CAGW Issues Spending Cut of the Week: Weatherization Assistance Program | Council For Citizens Against Government Waste

CAGW Issues Spending Cut of the Week: Weatherization Assistance Program

Press Release

For Immediate Release
May 19, 2011

 

Contact:  Leslie K. Paige 202-467-5334 Luke Gelber 202-467-5318

CAGW Issues Spending Cut of the Week: Weatherization Assistance Program

(Washington, D.C.) – Today, Citizens Against Government Waste (CAGW) issued its weekly spending cut alert aimed at the Weatherization Assistance Program (WAP), a Carter-era Department of Energy (DOE) program originally designed to lower consumers’ energy bills during the 1970s oil crisis. Under the 2009 American Recovery and Reinvestment Act, the program, whose budget had hovered at approximately $250 million for years, received an injection of roughly $5 billion. WAP garnered 57 percent of the vote in this week’s poll of CAGW’s Facebook followers, besting three other spending cuts for the top spot.

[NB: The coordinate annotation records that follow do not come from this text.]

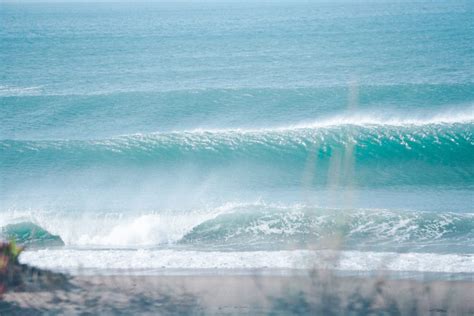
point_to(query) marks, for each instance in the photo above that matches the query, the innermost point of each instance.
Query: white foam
(100, 261)
(7, 91)
(359, 119)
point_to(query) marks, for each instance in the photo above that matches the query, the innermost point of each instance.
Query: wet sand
(315, 294)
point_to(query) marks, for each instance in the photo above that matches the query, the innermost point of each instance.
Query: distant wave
(260, 226)
(161, 261)
(440, 144)
(7, 91)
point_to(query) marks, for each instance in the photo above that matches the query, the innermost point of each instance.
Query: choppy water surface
(239, 132)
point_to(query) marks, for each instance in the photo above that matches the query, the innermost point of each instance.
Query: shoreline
(316, 292)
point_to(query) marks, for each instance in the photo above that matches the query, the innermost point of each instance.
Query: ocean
(239, 135)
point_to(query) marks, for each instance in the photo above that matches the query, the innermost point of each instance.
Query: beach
(316, 293)
(237, 157)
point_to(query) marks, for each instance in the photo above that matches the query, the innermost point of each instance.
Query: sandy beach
(317, 294)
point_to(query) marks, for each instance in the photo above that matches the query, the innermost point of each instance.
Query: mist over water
(255, 128)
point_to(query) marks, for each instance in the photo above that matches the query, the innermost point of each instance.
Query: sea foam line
(75, 260)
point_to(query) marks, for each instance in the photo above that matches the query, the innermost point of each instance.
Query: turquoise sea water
(222, 128)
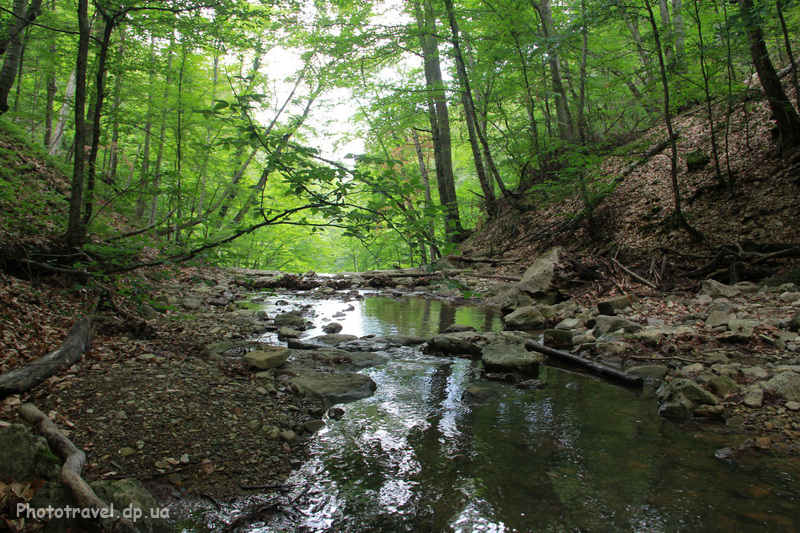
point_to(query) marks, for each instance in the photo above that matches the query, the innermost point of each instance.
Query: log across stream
(578, 455)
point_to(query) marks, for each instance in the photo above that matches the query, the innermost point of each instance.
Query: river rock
(753, 397)
(607, 307)
(449, 344)
(786, 386)
(715, 289)
(722, 385)
(526, 319)
(267, 357)
(332, 327)
(336, 387)
(127, 493)
(539, 276)
(558, 338)
(457, 328)
(719, 318)
(649, 372)
(794, 323)
(292, 320)
(514, 299)
(286, 332)
(320, 341)
(476, 395)
(604, 324)
(679, 398)
(506, 357)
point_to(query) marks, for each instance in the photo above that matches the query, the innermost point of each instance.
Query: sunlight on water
(589, 457)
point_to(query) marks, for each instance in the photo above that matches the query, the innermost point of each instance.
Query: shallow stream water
(581, 455)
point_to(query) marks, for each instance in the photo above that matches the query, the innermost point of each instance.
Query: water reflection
(590, 457)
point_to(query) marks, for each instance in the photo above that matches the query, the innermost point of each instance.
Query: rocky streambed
(230, 415)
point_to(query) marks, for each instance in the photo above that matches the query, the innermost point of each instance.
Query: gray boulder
(332, 327)
(715, 289)
(292, 320)
(337, 387)
(526, 319)
(607, 307)
(679, 398)
(786, 386)
(649, 372)
(506, 357)
(604, 324)
(267, 357)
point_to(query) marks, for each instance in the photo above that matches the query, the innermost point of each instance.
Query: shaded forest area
(207, 130)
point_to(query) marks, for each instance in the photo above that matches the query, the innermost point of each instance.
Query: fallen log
(25, 378)
(593, 366)
(74, 461)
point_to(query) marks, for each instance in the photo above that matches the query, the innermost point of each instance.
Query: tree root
(74, 461)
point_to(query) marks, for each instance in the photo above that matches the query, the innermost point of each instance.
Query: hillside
(759, 212)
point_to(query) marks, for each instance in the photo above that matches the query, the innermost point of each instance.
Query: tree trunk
(100, 94)
(76, 232)
(25, 378)
(115, 149)
(156, 185)
(679, 217)
(783, 112)
(788, 42)
(21, 16)
(63, 114)
(439, 119)
(566, 129)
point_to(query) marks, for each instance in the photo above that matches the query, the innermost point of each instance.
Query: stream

Prior to ARRA, the program had been operating virtually without oversight from DOE. Since its expansion, WAP has left in its wake reports of substandard work, abandoned projects, and fraud. In October 2010, the San Antonio Express News uncovered e-mails indicating that one of the community action agencies charged with administering the stimulus funds asked its contractors to “submit invoices for work that hadn’t been done and falsify documents to cover their tracks.” In December 2010, a Tennessee state audit revealed deficiencies including shoddy workmanship and poor or non-existent documentation on whether applicants met income eligibility requirements on more than half of the homes weatherized under WAP. Delaware, which received $13.7 billion of stimulus, has also reported mismanagement of stimulus funds, but is the only state where WAP has been suspended. Other states such as Florida, Illinois, New Jersey, Pennsylvania, and Virginia have also experienced problems with fraud and mismanagement.

“Even absent the reports of abuse, WAP is not a justifiable government initiative,” said CAGW President Tom Schatz. “It is a transfer program with too many middlemen, and endless opportunities to rip off taxpayers. Americans already have a strong incentive to save money on energy each month and most make improvements to their homes when they believe the benefits outweigh the costs. Individuals make that choice better than bureaucrats.”

Eliminating the Weatherization Assistance Program’s federal funding, which is among the spending cuts advocated by CAGW in its Prime Cuts database, would save taxpayers $320 million in one year and $1.6 billion over five years. Prime Cuts is a compendium of 763 waste-cutting recommendations that would save taxpayers $350 billion in the first year and $2.2 trillion over five years.

Citizens Against Government Waste is a nonpartisan, nonprofit organization dedicated to eliminating waste, fraud, mismanagement and abuse in government. The Spending Cut of the Week calls attention to a federal program that is wasteful or duplicative.